Inflammation-related biomarkers in major psychiatric disorders: A cross-disorder assessment of reproducibility and specificity in 43 meta-analyses
Translational Psychiatry Sep 24, 2019
Yuan N, et al. - In view of the accumulating evidence indicating the involvement of inflammation in multiple psychiatric disorders, researchers sought to assess the utility of inflammation-related factors (IRFs) as biomarkers of psychiatric disorders via assessing the proof of reproducibility and specificity of the changes in different disorders. Meta-analysis studies of IRF changes in major psychiatric disorders were systematically reviewed; the psychiatric disorders assessed were schizophrenia (SCZ), bipolar disorder (BD), autism spectrum disorder (ASD), major depression disorder (MDD), post-trauma stress disorder (PTSD), sleeping disorder (SD), obsessive–compulsive disorder and suicide. Well-powered meta-analyses revealed significant alteration in 30 of the 44 inflammation-related factors in at least one disorder. Compared with the controls, patients of more than two disorders showed changes in 11 IRFs. Unique changes were observed in a few inflammation-related factors in specific disorders (eg, IL-4 increased in BD, decreased in suicide, but had no change in MDD, ASD, PTSD and SCZ). The largest number of changes were observed in MDD while SD was related with least changes.
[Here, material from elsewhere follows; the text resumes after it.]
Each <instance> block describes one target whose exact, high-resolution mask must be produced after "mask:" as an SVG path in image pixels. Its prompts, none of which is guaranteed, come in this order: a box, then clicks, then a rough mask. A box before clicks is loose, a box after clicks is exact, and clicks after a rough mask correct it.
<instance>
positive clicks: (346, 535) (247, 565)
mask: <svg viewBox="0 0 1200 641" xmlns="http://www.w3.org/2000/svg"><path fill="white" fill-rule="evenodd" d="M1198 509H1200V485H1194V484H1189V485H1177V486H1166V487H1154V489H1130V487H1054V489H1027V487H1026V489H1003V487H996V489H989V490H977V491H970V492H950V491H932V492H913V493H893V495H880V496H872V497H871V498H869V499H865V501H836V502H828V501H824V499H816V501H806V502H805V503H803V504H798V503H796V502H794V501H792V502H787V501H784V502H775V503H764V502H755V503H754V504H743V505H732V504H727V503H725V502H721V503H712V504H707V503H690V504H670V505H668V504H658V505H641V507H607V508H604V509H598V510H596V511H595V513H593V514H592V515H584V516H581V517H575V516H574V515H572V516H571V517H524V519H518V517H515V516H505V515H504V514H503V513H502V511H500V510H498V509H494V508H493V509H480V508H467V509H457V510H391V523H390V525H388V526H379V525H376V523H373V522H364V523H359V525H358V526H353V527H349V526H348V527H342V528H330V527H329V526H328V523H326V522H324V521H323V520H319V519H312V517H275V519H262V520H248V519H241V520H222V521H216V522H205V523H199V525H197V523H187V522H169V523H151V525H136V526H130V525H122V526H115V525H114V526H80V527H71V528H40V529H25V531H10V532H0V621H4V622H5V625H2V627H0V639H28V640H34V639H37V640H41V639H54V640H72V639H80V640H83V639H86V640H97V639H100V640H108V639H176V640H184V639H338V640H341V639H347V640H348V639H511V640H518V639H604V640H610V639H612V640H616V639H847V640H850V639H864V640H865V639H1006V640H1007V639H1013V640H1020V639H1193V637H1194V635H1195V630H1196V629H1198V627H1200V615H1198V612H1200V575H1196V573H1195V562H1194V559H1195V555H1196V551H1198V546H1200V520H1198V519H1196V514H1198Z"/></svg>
As per clustering analysis, similar patterns of inflammatory changes were evident in closely related disorders, as observed in genome-wide genetic studies. They also observed changes in different states of MDD, SCZ or BD in various comparisons. More reproducible findings could be gained from studies comparing first-episode SCZ to controls vs those comparing pre- and post-treatment results.